We treated almost 600 animals in El Bote alone, and 1,129 total animals on the entire trip. I projected, and supplied for 850 animals, so in terms of raw numbers this was a wildly successful trip- especially since we provided not only the routine preventive care (vaccination and deworming) done, but performed many surgeries as well, and many serious problems, some of them life-threatening, were addressed.

The number of animals seen in El Bote presents a somewhat counter-intuitive anomaly to me. Boanerge Rocha has opened his new practice there, and I would have expected that would diminish the case load, but he is overwhelmed with work, and it’s had the opposite effect. The local population has apparently developed such confidence in Dr. Rocha and in veterinary medicine generally, that an increased patient population has been recruited, although the actual overall population is stable. This is part of the cultural change we have worked to achieve.

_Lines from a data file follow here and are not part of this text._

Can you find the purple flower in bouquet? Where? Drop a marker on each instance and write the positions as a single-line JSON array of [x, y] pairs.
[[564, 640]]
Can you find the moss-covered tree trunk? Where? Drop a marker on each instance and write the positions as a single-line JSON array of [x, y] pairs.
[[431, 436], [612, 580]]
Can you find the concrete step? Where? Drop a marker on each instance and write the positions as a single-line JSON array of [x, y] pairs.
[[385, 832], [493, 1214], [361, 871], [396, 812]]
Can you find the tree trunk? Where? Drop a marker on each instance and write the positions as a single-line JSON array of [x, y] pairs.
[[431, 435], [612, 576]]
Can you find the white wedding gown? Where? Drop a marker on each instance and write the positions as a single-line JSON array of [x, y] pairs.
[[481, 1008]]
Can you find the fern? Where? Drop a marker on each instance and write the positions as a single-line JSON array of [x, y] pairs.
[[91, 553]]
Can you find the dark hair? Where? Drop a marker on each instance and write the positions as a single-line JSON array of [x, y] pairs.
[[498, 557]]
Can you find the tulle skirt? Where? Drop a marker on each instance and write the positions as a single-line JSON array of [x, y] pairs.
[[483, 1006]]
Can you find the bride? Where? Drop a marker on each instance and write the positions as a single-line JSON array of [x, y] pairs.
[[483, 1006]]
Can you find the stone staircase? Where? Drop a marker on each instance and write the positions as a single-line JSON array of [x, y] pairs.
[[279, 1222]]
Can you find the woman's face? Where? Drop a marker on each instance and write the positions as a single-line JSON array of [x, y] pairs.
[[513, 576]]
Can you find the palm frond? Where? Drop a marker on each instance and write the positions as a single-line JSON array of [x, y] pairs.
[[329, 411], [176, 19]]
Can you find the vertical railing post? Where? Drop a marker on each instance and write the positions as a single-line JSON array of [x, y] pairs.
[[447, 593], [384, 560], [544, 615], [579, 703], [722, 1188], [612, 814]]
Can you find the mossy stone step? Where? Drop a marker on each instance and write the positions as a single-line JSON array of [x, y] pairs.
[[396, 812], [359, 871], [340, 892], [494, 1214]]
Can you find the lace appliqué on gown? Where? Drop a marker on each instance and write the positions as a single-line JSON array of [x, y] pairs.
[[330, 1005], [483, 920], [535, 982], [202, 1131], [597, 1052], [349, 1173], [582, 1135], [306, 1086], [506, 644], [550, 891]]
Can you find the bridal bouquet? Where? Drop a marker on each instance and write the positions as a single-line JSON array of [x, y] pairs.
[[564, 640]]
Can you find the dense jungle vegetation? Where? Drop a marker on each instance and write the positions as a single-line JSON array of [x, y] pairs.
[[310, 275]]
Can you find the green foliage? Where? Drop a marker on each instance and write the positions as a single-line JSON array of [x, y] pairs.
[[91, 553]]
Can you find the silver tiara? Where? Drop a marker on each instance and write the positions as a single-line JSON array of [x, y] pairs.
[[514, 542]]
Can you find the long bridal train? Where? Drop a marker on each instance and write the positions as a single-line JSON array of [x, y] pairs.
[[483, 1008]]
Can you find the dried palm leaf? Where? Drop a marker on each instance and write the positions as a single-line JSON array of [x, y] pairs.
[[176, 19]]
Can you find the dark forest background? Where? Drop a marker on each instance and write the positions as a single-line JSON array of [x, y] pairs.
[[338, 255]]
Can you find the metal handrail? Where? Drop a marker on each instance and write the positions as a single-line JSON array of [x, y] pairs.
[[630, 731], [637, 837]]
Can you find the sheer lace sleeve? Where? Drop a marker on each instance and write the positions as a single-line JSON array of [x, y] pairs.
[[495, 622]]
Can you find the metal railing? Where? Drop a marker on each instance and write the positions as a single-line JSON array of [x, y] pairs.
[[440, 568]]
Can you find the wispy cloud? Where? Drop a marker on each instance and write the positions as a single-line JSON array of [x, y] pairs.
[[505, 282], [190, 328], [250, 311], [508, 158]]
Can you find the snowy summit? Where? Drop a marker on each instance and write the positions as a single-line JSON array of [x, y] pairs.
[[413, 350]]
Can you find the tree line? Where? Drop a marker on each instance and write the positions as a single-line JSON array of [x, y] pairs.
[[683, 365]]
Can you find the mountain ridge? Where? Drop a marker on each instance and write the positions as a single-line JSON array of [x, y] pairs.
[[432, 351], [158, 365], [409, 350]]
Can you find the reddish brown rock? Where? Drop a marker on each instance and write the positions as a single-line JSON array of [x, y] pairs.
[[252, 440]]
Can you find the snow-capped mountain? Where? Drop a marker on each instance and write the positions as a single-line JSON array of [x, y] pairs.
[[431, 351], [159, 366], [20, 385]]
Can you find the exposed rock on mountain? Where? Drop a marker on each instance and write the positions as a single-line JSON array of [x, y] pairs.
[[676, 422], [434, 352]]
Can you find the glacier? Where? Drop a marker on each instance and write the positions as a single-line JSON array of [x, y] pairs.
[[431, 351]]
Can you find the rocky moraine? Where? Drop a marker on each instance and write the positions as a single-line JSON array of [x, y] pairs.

There is a growing and persuasive school of thought that the number of animals treated in this type of work is of little importance, and that only the meta-changes really contribute to long-term sustainability. While this may be true to some degree, it’s also true that there is great satisfaction in bettering the lives of individual animals and owners, and that in Nicaragua and other host countries in which we work, there is such absolute scarcity of resources that maintaining a high standard of care will have to involve a continuing flow of resources from the developed to the developing economy, and that therefore a more expansive definition of “sustainability” to include that standard is indicated.

But there is also this: five senior students and recent graduates from Nicaragua and El Salvador, with minimal exposure to hands-on experience with horses, were part of our team, and a case load of that magnitude provided enough teaching opportunities that each of them is now capable to anesthetize and castrate a horse, roughly determine a horse’s age by dentition, perform basic equine dentistry, and do a good hoof trim. It does not obviate the need for continued resource redistribution, but that’s “sustainability.”